ありがとう府中佼成幼稚園 閉園式「感謝の会」

園舎内に感謝のメッセージを書く卒園生たち
桜雨が園庭の遊具を濡(ぬ)らす府中佼成幼稚園(東京都府中市)に、ぞくぞくと小学生と保護者が集まってきた。「大きくなったね」「元気だった?」と頭をなで、抱きしめる同園教諭の歓待を面はゆそうに受けるのは、同園の卒園生だ。
3月26日、同園の閉園式「感謝の会」(同窓生の集い)小学生の部が行われ、春休みの園舎は活気に溢(あふ)れた。「園舎内の壁にメッセージを書いてください」という教諭の声に、卒園生と保護者は、思い思いに感謝の言葉などを書きつづった。
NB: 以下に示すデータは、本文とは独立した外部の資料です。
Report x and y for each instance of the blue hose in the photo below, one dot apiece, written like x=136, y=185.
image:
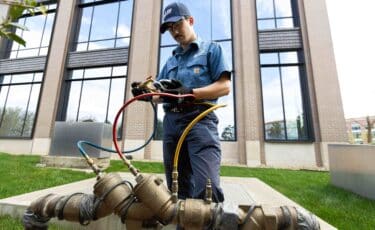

卒園生は小さな机や椅子を懐かしみながら「先生が優しかった」「発表会が楽しかった」と思い出を語った。保護者からは「一人ひとりを丁寧に見てくれて有り難かった」「靴をそろえる、背筋を伸ばして座るなど、行儀良くできるようになって感謝しています」「お盆の迎え火、送り火など、家ではやっていないことを経験させてくれ、情操を養ってもらえた。良い園だった」と同園への感謝を口にした。
歓談後、バンドによる音楽会が開かれた。オリジナル曲「ありがとう ありったけ」を披露したほか、「にじ」「大きい木」「府中佼成幼稚園園歌」などをみんなで元気いっぱいに大合唱した。
最後に、司会の桜井美華副園長が「府中佼成幼稚園は終わりますが、卒園生は優しい子ばかりです。これからも感謝の気持ち、優しい心を持ってご先祖さま、ご両親にしっかり親孝行のできる人になってください。離れたところでも皆さんを応援しています」と言葉を贈った。来賓の森康年元同園長は、「形ある物はいずれなくなりますが、子どもの頃に養われた思いやりや人に寄り添う心は、その子の魂にずっと残っていると思います。その気持ちを周りの人や自分の子どもたちに伝えていってほしいですね」と語った。
府中佼成幼稚園は昭和54年、教団創立40周年を記念する社会還元事業の一環として、日本住宅公団(現・独立行政法人都市再生機構)の要請を受け、東京都府中市の同公団車返団地内に設立された。庭野日敬開祖の建学の精神「太陽の心 丸く・明るく・温かく」を掲げ、幼児教育に尽力。これまで2400人超の卒園生が巣立った。しかし、近年の少子化に加え、団地の高齢化もあり、「社会還元事業」としての役割は果たしたと判断し、閉園となった。
27日に中高生、28日に大学生以上の成人を対象に行われた同会には、3日間で約500人、退職教員40人が集まった。29日にはチャリティーバザーを開催。31日、府中佼成幼稚園は47年の歴史に幕を下ろした。